COMPLAINANT'S RIGHT TO FILE A CIVIL ACTION (S0610)

You have the right to file a civil action in an appropriate United States District Court within ninety (90) calendar days from the date that you receive this decision. If you file a civil action, you must name as the defendant in the complaint the person who is the official Agency head or department head, identifying that person by his or her full name and official title. Failure to do so may result in the dismissal of your case in court. "Agency" or "department" means the national organization, and not the local office, facility or department in which you work.
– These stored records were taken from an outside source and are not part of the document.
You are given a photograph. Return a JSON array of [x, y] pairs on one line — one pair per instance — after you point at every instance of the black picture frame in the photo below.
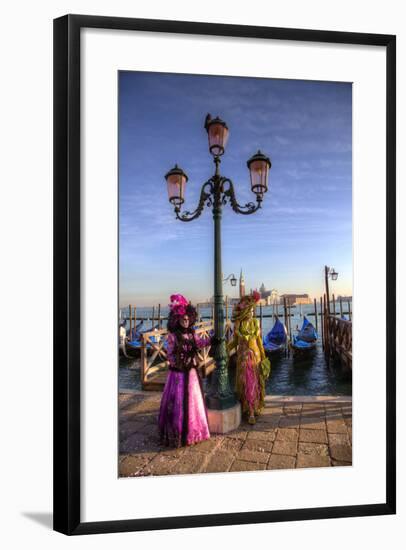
[[67, 291]]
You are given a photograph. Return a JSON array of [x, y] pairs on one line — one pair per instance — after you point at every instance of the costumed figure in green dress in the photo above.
[[253, 367]]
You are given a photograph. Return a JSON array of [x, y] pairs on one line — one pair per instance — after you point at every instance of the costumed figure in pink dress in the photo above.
[[183, 416]]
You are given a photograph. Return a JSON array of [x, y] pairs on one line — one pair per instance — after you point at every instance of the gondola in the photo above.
[[276, 339], [306, 338], [133, 346]]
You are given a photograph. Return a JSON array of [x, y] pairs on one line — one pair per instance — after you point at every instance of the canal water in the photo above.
[[303, 375]]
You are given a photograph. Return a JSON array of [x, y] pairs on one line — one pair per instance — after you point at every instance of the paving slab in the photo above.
[[312, 436], [281, 462], [291, 432]]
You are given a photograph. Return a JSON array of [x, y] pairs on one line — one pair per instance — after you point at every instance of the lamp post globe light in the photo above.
[[232, 278], [216, 192], [333, 274]]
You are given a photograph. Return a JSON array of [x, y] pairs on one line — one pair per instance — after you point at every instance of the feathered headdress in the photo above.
[[179, 307], [178, 304]]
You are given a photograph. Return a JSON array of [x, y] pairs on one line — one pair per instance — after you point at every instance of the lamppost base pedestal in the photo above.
[[224, 420]]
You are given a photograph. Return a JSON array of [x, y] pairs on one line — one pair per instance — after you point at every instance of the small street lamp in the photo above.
[[333, 274], [216, 192], [232, 278]]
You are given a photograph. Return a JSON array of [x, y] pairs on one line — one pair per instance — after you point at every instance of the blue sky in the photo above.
[[305, 127]]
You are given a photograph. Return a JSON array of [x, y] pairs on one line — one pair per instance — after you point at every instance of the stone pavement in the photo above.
[[290, 433]]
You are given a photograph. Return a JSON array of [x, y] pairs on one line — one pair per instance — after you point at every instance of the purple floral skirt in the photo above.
[[183, 416]]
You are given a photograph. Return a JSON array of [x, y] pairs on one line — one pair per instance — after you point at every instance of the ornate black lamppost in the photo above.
[[329, 272], [215, 193], [232, 278]]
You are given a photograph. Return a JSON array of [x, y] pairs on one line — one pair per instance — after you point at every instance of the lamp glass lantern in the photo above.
[[259, 166], [217, 132], [176, 181], [334, 274]]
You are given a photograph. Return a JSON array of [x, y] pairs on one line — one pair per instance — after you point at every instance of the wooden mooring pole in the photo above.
[[285, 310], [315, 312], [260, 317], [321, 322]]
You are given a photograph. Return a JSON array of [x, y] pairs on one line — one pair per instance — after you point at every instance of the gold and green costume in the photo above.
[[253, 368]]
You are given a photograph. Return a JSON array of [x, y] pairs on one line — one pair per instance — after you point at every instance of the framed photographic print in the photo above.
[[224, 271]]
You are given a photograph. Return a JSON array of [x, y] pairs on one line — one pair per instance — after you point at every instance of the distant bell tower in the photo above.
[[242, 285]]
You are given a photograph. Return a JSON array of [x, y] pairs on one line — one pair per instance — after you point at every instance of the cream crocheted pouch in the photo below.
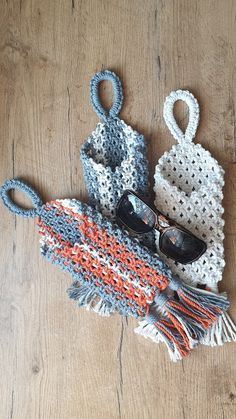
[[188, 188]]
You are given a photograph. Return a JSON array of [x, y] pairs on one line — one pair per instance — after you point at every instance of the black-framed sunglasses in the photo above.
[[175, 241]]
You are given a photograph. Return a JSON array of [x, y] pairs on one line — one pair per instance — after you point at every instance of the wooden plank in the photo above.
[[58, 361]]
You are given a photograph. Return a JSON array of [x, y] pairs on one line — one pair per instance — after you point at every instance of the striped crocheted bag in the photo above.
[[115, 273]]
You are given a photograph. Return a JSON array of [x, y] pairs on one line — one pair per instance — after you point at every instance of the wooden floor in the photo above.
[[58, 361]]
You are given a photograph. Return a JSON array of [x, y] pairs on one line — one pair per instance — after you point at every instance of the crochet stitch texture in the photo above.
[[188, 188], [114, 155]]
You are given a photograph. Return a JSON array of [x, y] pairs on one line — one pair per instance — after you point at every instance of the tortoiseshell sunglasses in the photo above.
[[175, 241]]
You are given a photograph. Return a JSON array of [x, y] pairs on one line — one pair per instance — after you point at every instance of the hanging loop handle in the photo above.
[[23, 187], [94, 94], [170, 120]]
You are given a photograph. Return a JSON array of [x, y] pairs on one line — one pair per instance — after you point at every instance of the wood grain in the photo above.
[[56, 361]]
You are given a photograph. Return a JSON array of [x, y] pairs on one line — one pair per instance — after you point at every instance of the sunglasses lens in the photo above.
[[181, 246], [134, 213]]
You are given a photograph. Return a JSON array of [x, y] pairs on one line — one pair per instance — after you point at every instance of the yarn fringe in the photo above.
[[86, 297], [162, 331], [182, 324], [222, 331]]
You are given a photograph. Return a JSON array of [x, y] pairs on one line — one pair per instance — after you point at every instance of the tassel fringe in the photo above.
[[163, 331], [182, 323], [222, 331]]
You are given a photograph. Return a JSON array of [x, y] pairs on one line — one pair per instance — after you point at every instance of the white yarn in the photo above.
[[188, 188]]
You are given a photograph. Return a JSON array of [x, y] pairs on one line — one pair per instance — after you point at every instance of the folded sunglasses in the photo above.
[[175, 241]]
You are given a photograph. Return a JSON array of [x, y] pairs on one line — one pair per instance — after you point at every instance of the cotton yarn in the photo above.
[[114, 155], [112, 272], [188, 188]]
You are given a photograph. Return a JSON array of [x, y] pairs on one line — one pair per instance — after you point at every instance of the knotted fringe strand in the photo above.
[[86, 297], [222, 331], [168, 321], [158, 329], [204, 306]]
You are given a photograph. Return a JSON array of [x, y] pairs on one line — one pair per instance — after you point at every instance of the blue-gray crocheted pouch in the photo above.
[[114, 155]]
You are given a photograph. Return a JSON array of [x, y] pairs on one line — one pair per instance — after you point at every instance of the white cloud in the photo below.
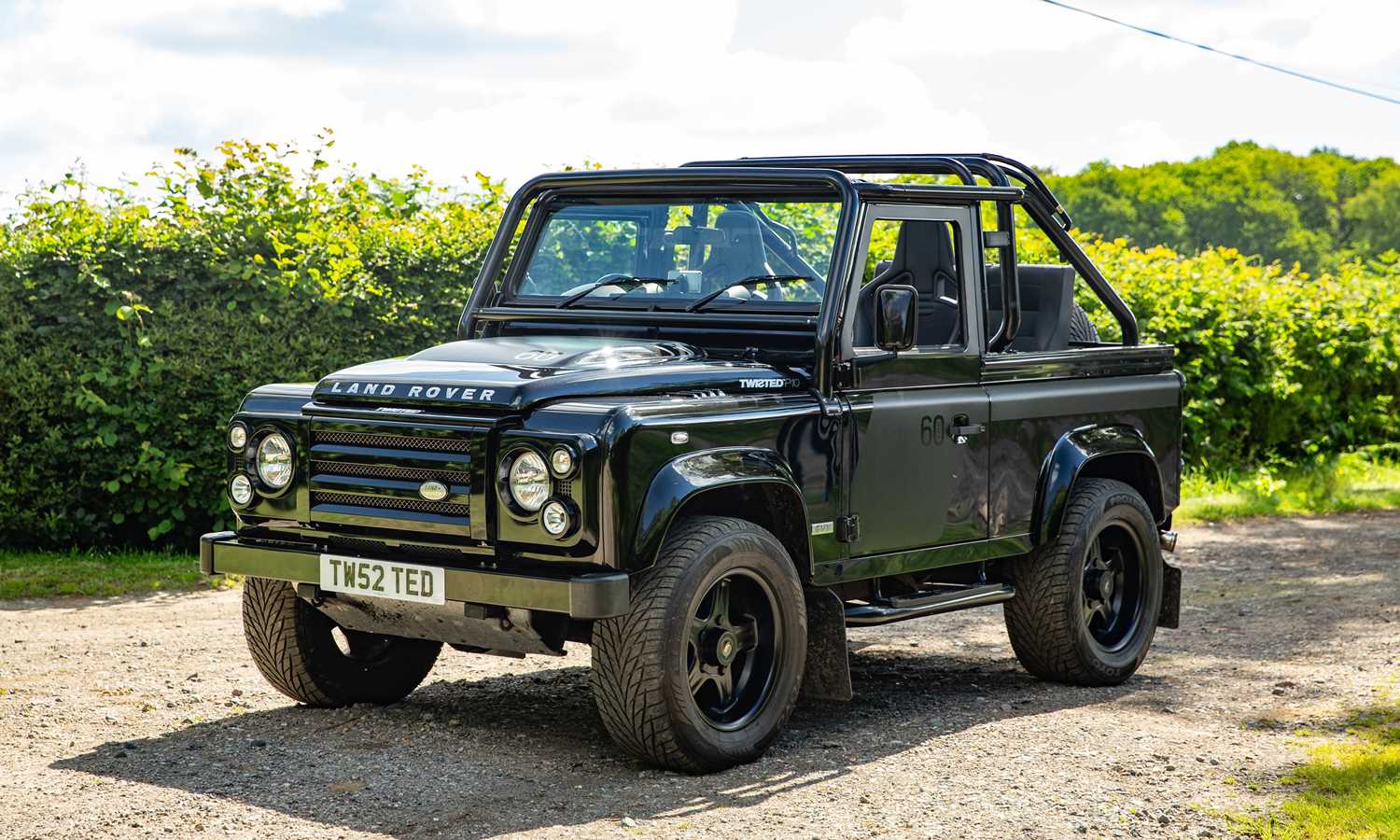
[[511, 89]]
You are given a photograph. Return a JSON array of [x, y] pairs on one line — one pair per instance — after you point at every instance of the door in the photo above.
[[918, 453]]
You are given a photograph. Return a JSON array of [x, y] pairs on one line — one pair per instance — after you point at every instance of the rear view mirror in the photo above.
[[896, 318]]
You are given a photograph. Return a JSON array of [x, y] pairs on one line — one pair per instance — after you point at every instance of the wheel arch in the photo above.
[[1119, 453], [742, 482]]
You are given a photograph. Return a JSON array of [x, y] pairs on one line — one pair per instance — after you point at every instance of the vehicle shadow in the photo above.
[[511, 753]]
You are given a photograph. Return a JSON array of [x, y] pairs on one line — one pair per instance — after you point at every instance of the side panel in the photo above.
[[689, 475], [1029, 417], [913, 484], [1120, 448], [787, 440]]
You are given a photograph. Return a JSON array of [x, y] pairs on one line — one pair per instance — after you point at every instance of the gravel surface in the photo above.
[[145, 717]]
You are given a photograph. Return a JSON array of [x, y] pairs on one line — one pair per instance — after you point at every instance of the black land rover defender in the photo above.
[[705, 419]]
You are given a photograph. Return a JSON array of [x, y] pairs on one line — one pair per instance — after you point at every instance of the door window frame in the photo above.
[[966, 224]]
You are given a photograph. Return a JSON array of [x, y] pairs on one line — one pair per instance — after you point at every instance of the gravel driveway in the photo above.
[[145, 717]]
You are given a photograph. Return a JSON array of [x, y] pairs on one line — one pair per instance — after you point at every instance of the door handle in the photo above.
[[963, 428]]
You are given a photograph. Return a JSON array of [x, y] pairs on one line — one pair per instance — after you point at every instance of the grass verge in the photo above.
[[1352, 482], [1350, 789], [47, 574]]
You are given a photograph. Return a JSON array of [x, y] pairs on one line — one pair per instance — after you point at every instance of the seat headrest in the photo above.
[[741, 255], [924, 248]]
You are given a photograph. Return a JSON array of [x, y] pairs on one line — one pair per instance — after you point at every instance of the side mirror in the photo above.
[[896, 318]]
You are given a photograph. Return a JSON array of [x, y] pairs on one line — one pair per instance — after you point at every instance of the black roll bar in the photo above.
[[999, 170], [966, 168]]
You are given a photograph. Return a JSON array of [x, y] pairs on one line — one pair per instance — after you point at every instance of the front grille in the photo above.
[[408, 473], [417, 506], [370, 476], [392, 441]]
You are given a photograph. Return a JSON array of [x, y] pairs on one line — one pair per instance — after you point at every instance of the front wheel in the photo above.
[[1086, 604], [705, 669], [310, 658]]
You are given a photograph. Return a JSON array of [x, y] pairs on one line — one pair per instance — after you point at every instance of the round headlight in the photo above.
[[529, 481], [274, 461], [241, 490], [554, 518], [562, 461]]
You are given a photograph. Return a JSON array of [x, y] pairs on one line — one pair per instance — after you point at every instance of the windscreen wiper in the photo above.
[[745, 283], [623, 280]]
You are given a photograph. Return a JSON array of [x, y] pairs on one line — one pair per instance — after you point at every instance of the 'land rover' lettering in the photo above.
[[455, 392]]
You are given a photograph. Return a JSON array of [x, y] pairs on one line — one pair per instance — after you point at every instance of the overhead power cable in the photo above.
[[1228, 55]]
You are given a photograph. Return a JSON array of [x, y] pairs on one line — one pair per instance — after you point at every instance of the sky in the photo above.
[[514, 89]]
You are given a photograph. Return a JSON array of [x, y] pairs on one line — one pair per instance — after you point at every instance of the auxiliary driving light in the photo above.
[[562, 461], [554, 518], [241, 490]]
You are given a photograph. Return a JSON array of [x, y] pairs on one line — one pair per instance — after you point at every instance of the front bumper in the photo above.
[[582, 596]]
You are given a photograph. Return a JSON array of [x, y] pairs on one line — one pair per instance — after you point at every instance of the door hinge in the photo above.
[[845, 375], [848, 528]]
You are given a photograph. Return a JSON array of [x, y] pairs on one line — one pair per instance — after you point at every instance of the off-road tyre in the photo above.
[[1083, 329], [1047, 616], [294, 649], [638, 674]]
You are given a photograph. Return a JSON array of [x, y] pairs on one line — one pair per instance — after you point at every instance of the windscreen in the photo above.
[[679, 254]]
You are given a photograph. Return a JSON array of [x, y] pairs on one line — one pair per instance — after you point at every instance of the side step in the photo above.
[[915, 607]]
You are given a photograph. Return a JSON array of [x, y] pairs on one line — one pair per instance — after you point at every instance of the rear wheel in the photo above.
[[1086, 604], [703, 671], [310, 658]]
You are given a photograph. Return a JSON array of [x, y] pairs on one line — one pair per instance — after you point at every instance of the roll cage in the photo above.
[[1008, 182]]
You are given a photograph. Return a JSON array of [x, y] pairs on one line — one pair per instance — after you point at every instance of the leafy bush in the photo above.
[[1277, 364], [1319, 210], [134, 327], [139, 316]]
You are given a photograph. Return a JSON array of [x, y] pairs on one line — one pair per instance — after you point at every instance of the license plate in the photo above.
[[383, 579]]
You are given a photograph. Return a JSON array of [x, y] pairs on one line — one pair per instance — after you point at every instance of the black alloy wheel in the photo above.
[[1113, 571], [734, 647]]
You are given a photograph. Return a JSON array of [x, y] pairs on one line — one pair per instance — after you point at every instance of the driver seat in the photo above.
[[739, 257], [924, 258]]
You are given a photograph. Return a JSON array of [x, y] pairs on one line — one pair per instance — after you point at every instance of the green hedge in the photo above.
[[134, 325], [139, 316], [1279, 364]]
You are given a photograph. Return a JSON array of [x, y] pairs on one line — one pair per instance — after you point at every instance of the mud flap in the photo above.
[[1170, 615], [828, 674]]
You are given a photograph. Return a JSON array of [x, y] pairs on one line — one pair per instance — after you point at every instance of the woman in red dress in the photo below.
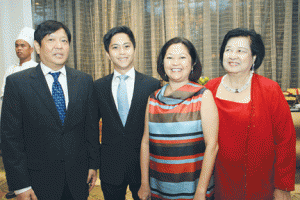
[[257, 156]]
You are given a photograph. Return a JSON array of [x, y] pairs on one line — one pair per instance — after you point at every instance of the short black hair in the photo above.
[[48, 27], [119, 29], [256, 44], [196, 65]]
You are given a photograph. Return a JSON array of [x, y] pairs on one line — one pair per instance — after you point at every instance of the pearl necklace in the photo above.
[[229, 89]]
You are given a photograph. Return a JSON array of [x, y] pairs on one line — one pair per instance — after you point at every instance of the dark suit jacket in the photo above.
[[120, 148], [38, 150]]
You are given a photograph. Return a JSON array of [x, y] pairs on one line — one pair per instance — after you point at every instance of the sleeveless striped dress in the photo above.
[[176, 143]]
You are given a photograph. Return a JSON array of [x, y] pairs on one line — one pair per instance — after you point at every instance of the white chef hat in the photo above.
[[27, 34]]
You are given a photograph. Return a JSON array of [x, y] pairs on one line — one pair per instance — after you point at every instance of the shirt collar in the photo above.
[[130, 73], [46, 70]]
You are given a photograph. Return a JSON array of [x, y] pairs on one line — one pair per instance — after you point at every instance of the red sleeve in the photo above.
[[285, 142]]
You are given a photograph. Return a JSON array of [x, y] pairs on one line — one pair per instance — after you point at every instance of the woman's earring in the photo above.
[[252, 68]]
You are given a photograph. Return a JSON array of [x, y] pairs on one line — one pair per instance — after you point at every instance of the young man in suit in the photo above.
[[122, 99], [49, 125]]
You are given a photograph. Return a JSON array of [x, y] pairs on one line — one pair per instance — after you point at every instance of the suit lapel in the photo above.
[[39, 84], [136, 94], [72, 92]]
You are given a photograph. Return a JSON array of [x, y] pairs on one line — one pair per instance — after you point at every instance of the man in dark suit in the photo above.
[[49, 125], [122, 99]]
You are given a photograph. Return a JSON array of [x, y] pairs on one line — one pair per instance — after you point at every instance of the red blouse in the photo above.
[[257, 143]]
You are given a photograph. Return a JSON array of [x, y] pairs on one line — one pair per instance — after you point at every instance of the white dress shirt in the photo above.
[[129, 85], [62, 79], [16, 68]]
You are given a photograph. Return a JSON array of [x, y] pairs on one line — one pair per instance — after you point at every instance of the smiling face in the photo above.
[[178, 63], [23, 50], [121, 52], [54, 49], [238, 56]]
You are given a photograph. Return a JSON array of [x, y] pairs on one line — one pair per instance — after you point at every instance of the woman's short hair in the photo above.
[[196, 65], [256, 44]]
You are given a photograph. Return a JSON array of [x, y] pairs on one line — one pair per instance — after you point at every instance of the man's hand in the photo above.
[[28, 195], [91, 180], [144, 192], [282, 195]]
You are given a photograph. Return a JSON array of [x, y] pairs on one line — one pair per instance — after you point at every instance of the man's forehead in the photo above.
[[21, 41]]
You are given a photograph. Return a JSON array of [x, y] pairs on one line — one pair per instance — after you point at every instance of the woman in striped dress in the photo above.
[[179, 145]]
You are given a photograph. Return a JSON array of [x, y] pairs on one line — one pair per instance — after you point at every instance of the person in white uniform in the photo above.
[[24, 49]]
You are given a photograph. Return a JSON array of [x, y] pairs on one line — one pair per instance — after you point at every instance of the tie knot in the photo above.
[[55, 75], [123, 77]]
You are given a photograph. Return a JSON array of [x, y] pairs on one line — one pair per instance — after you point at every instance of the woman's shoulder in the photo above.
[[264, 81], [213, 83]]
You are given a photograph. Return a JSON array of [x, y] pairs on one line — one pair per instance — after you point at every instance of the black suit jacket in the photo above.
[[120, 148], [38, 150]]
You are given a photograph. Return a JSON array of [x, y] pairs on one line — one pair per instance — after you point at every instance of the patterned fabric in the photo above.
[[58, 97], [176, 142], [123, 107]]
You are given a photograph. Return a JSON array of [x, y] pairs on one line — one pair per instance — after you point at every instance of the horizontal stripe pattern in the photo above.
[[176, 142], [175, 127]]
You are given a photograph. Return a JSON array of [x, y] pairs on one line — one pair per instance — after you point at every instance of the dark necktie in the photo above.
[[123, 106], [58, 97]]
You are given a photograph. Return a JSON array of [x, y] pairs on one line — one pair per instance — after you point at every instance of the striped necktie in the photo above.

If you file a request to reconsider and also file a civil action, filing a civil action will terminate the administrative processing of your complaint.

RIGHT TO REQUEST COUNSEL (Z0815)

If you want to file a civil action but cannot pay the fees, costs, or security to do so, you may request permission from the court to proceed with the civil action without paying these fees or costs. Similarly, if you cannot afford an attorney to represent you in the civil action, you may request the court to appoint an attorney for you. You must submit the requests for waiver of court costs or appointment of an attorney directly to the court, not the Commission. The court has the sole discretion to grant or deny these types of requests. Such requests do not alter the time limits for filing a civil action (please read the paragraph titled Complainant's Right to File a Civil Action for the specific time limits).

FOR THE COMMISSION:

______________________________ Carlton M. Hadden's signature

Carlton M. Hadden, Director

Office of Federal Operations

May 19, 2016

__________________

Date

1 This case has been randomly assigned a pseudonym which will replace Complainant's name when the decision is published to non-parties and the Commission's website.

2 The record reflects that during his deposition, Complainant withdrew race as a basis.

3 The record does not contain a copy of the Agency's motion for a decision without a hearing. We nevertheless determine that there is sufficient documentation of record to issue a decision, even in the absence of this motion.